Further, another issue is that unlike
in case of bonus shares
, there is no express pre-condition to the issue of
bonus debentures that the latter cannot be issued in lieu of the payment of
dividends. On one hand, it may be argued that there is no need for having such
provision for the issue of bonus debentures. This is because, unlike in case of
bonus shares, with respect to the bonus debentures there is an in-built check
for the company against issuing bonus debentures in lieu of dividends due to
the prospects of having its obligations to pay Dividend Distribution Tax,
regular and compulsory payment of interest and redemption amount upon maturity.
However, this argument is flawed. This is because had this been the case, there
would have been no need for imposing such restriction upon the issue of bonus
shares because in a way such an in-built test also exists w.r.t the bonus
shares in the form of the apprehension of lowering of Earning per Share upon
the expansion of equity base. Therefore, it is important to impose
pre-condition upon the issue of bonus debentures that such debentures cannot be
issued in lieu of the payment of dividends. This would protect the interest of
those shareholders whose interest lies in being paid by way of dividends
instead of waiting for the long term benefits. Furthermore, such a
pre-condition regarding the issue of bonus debentures is needed to complement
the function of Section
63(3) under the Companies Act, 2013
or to ensure that the reason behind
enacting Section
63(3)
does not get defeated. Under
­­­Section 63(3)
, a company cannot issue bonus shares in lieu of its
payment of dividends. This has been done to protect the investors’ interest by
ensuring that the company does not abstain from paying dividends even in
instances of profitability by pacifying the shareholders by issuing the bonus
shares instead. In absence of a similar restraining pre-condition to the issue
of bonus debentures, the company may end up issuing bonus debentures in lieu of
payment of dividends because it is aware that it cannot issue bonus shares by
evading the payment of dividends. This would partially defeat the objective
that Section
63(3) of the Indian Companies Act, 2013
seeks to fulfill. Therefore, in
order to assist Section
63(3)
in fulfillment of its purpose, it is crucial that an explicit
pre-condition is enacted to the issue of bonus debentures that such debentures
cannot be issued in lieu of the payment of dividends.
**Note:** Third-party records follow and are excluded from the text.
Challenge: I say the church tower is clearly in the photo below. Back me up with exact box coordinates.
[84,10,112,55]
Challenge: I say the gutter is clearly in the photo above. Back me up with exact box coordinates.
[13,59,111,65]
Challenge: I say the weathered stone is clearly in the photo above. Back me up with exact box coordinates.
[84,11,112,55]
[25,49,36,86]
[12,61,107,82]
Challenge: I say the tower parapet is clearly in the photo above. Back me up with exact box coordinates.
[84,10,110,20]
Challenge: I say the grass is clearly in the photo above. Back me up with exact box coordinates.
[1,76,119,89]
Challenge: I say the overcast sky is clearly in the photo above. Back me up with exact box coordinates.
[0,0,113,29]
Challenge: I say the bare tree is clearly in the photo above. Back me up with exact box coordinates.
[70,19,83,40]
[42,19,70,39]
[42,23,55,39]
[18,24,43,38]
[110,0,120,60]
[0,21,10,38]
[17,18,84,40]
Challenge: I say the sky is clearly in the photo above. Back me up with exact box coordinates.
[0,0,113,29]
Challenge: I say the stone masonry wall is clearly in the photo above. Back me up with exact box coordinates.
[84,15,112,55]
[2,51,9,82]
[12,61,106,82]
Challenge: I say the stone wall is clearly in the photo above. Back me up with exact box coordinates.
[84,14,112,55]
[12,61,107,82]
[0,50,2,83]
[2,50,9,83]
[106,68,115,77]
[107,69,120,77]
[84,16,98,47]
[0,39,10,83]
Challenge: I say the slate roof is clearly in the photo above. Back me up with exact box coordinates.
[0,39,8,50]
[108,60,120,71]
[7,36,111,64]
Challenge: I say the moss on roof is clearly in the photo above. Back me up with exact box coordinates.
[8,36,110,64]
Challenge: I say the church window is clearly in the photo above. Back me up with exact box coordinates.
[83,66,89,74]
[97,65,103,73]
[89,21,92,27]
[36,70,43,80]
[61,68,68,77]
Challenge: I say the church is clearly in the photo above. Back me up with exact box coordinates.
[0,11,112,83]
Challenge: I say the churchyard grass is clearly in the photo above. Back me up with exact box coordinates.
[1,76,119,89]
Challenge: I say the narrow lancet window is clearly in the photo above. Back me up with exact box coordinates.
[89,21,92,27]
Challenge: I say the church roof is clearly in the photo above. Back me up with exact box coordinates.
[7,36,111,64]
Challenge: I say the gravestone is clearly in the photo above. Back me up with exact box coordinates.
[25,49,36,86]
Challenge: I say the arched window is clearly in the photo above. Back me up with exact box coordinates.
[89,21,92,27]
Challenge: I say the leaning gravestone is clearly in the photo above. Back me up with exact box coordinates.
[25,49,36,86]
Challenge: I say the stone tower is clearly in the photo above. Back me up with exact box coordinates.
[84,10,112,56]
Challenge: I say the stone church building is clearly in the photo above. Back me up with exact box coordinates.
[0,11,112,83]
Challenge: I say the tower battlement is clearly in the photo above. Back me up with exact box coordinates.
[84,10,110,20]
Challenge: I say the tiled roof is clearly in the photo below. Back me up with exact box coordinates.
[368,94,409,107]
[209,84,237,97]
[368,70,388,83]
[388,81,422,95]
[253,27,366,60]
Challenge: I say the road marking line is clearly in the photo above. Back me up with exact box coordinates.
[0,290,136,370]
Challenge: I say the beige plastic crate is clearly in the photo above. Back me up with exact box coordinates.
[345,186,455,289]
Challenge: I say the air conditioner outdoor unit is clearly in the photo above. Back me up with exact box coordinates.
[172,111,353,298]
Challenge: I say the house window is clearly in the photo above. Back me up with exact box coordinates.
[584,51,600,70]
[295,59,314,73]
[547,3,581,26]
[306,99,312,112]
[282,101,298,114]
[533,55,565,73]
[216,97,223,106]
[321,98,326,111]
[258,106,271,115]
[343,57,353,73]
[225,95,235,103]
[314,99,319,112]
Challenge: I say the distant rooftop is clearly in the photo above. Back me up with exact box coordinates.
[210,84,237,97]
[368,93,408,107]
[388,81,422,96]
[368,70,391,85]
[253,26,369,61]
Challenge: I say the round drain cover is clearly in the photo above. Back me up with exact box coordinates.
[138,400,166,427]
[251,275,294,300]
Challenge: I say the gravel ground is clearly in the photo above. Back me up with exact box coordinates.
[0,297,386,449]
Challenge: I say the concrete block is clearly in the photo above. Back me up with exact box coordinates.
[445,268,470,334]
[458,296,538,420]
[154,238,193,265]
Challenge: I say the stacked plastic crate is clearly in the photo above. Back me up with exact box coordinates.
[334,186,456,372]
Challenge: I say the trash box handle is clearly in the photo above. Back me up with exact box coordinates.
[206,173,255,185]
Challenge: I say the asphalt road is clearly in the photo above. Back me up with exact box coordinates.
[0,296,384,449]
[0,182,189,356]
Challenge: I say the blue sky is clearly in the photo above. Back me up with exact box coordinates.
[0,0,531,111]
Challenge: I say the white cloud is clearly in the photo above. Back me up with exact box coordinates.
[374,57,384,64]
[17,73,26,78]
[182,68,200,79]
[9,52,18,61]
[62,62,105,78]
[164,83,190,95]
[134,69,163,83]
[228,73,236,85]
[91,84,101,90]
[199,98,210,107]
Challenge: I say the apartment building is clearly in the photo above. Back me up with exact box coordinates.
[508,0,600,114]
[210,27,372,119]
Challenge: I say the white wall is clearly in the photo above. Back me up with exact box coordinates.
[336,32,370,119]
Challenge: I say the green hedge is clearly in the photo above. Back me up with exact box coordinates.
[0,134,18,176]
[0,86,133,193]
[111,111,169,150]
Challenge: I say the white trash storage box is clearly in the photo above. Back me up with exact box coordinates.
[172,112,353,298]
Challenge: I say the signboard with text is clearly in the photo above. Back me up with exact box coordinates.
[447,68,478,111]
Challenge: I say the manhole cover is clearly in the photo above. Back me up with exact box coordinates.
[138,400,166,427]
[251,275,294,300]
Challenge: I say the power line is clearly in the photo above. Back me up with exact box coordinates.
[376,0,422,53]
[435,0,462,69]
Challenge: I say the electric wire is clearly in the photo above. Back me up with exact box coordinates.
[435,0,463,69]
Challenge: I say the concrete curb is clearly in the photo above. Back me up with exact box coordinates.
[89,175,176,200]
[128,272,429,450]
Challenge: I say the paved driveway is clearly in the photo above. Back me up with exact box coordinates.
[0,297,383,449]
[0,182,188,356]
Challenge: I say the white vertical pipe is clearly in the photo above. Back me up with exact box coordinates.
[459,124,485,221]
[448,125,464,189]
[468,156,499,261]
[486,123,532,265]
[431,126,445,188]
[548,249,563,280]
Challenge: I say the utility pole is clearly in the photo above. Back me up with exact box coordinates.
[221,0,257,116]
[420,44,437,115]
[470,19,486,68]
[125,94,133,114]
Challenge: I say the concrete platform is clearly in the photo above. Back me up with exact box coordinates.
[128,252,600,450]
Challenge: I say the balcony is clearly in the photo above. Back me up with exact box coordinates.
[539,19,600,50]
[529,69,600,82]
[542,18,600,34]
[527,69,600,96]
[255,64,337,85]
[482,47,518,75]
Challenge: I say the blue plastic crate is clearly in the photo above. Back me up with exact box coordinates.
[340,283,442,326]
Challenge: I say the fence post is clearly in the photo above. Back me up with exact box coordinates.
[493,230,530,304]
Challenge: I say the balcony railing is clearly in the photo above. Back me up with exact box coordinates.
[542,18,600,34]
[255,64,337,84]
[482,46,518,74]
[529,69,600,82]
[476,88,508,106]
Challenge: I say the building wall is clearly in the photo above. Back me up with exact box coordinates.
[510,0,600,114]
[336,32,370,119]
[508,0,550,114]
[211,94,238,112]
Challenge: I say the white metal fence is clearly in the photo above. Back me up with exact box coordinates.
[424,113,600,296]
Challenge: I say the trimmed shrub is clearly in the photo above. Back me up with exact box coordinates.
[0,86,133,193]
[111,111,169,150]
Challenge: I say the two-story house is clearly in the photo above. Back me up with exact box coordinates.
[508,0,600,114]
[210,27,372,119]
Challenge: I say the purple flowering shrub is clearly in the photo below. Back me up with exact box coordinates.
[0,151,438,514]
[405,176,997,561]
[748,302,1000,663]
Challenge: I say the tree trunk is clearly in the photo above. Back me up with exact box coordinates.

In conclusion, it is important to address the issues
and concerns that are presently in existence and which in certain cases explain
the reasons behind the infrequent use of bonus debentures. Two major changes
which need to be brought are to simplify the procedure related to the issue of
debentures and to incorporate direct provisions under the Companies Act dealing
specifically with the issue of bonus debentures so that the ambiguities of law
in the matter can be solved substantially, if not fully.
Priya Garg



[1]
In the present post, the provisions
of Companies Act, 2013 have been analyzed. However, with respect to the
provisions of Companies Act, 1956 whose corresponding provisions under
Companies Act, 2013 have not been enforced yet, the former have been cited.